A vector field takes on values on the edges of the lattice. This makes sense because vectors should represent movement from one point to another.
The gradient of a function $f$ has, on each edge, a magnitude equal to the difference between $f$ on the two ends of the edge, and the direction of the gradient, of course, is from the lower value to the higher value.
Now when you take the curl you get a function defined on each face (that is, hexagon) of the lattice.
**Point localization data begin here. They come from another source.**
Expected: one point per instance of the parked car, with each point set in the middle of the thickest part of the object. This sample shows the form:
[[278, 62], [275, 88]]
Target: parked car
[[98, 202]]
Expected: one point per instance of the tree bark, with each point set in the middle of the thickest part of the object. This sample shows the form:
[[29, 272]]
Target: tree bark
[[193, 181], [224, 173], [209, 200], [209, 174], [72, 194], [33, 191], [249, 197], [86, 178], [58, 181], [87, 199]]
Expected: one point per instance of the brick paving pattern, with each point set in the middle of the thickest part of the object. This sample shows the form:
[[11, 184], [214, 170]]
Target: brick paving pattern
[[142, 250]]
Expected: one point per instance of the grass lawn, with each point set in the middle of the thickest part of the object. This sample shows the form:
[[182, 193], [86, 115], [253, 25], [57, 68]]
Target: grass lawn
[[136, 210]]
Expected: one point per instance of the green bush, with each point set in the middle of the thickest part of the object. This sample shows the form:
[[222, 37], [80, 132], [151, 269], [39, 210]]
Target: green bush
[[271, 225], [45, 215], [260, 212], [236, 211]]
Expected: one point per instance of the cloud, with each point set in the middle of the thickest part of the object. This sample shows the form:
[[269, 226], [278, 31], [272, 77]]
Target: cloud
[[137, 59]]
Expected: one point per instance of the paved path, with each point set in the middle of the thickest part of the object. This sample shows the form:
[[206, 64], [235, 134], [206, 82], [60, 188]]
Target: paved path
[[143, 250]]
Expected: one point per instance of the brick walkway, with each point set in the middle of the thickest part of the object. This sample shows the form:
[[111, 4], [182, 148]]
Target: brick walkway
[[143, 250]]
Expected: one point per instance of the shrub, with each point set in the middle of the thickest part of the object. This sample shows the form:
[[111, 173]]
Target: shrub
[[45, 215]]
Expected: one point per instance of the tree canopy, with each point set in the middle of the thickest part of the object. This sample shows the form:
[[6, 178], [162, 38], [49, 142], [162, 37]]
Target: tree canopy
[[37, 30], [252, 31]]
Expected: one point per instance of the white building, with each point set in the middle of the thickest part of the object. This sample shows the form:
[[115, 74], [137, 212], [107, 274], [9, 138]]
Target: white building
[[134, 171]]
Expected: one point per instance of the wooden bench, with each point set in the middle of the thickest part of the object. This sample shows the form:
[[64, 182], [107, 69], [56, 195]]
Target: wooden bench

This makes sense because the curl is supposed to tell you how the vector field is going around in a "circle". In this case, the "circle" is really a hexagon. Let's see an example of taking the curl of a vector field.
In the above figure, the values of the vector field $\mathbf{F}$ are shown in red. Here I have taken the counter-clockwise direction to be positive, so a negative value means the vector actually points in the clockwise direction. The curl can be found by adding the values as you move counter-clockwise along the hexagon. So the value of the curl at the hexagon shown in the figure is $4$.
Now lets see why the curl of the gradient has to be zero.
Above, I have shown the values of the function in black at each vertex. The gradient is shown in red at each edge as in the previous picture. We find in this case that the curl is zero. The reason is simple. When you are taking the curl in this case, you are adding up the differences in the function values as you move around the hexagon. But since you end up where you started, the sum of the changes must be zero.
Now let's think about why the divergence of the curl must be zero. To take the divergence, we must move to three dimensions. So let's think about the soccer ball shape shown below.
As before, functions are defined on vertices, vectors are defined on edges, the curl is defined on faces. The new thing is that the divergence is defined on the volume enclosed by the soccer ball.
To see why the divergence of the curl is zero, lets just look at what is going on in the two hexagons closest to us.
In this case, we have a vector field $\mathbf{F}$, which can take on arbitrary values on the edges. I have picked random values for the sake of illustration. Again, the curl defined on each hexagon is the sum of $\mathbf{F}$ as you go around the hexagon counterclockwise. The counter-clockwise direction is important here. Notice the edge where $\mathbf{F}=4$ (the one shown in a box) is included in the calculation of the curl at both hexagons. In the lower hexagon, it has a positive sign, since this $\mathbf{F}$ does point in the counterclockwise direction as you go around the lower hexagon. However, it has a negative sign in the upper hexagon, since there this $\mathbf{F}$ points in the clockwise direction. Now since the divergence is the sum the values over all the faces, and the edge's contribution to the lower face is the opposite of the contribution to the upper face, we see that this edge has zero contribution to the divergence. But every single edge on the soccer ball lies on two faces, so each edge gives zero contribution to the divergence, and thus the divergence must be zero.
Now I should probably say a few words about how this relates to the situation of normal euclidean space. The situation is really very analogous. You can measure the curl of a vector field by taking its line integral around small circles. However, in the case of a gradient, the line integral tells you the total change in the function as you go around the circle. Since you end where you begin, the total change must be zero. Since these integrals must all be zero for the gradient, the curl of a gradient must be zero.
The divergence can be measured by integrating the field that goes through a small sphere. If you have a non-zero vector on the surface, then it will tend to create an outward pointing curl on its left, but an inward pointing curl on its right. These two contributions to the divergence cancel out, so you wind up with zero divergence.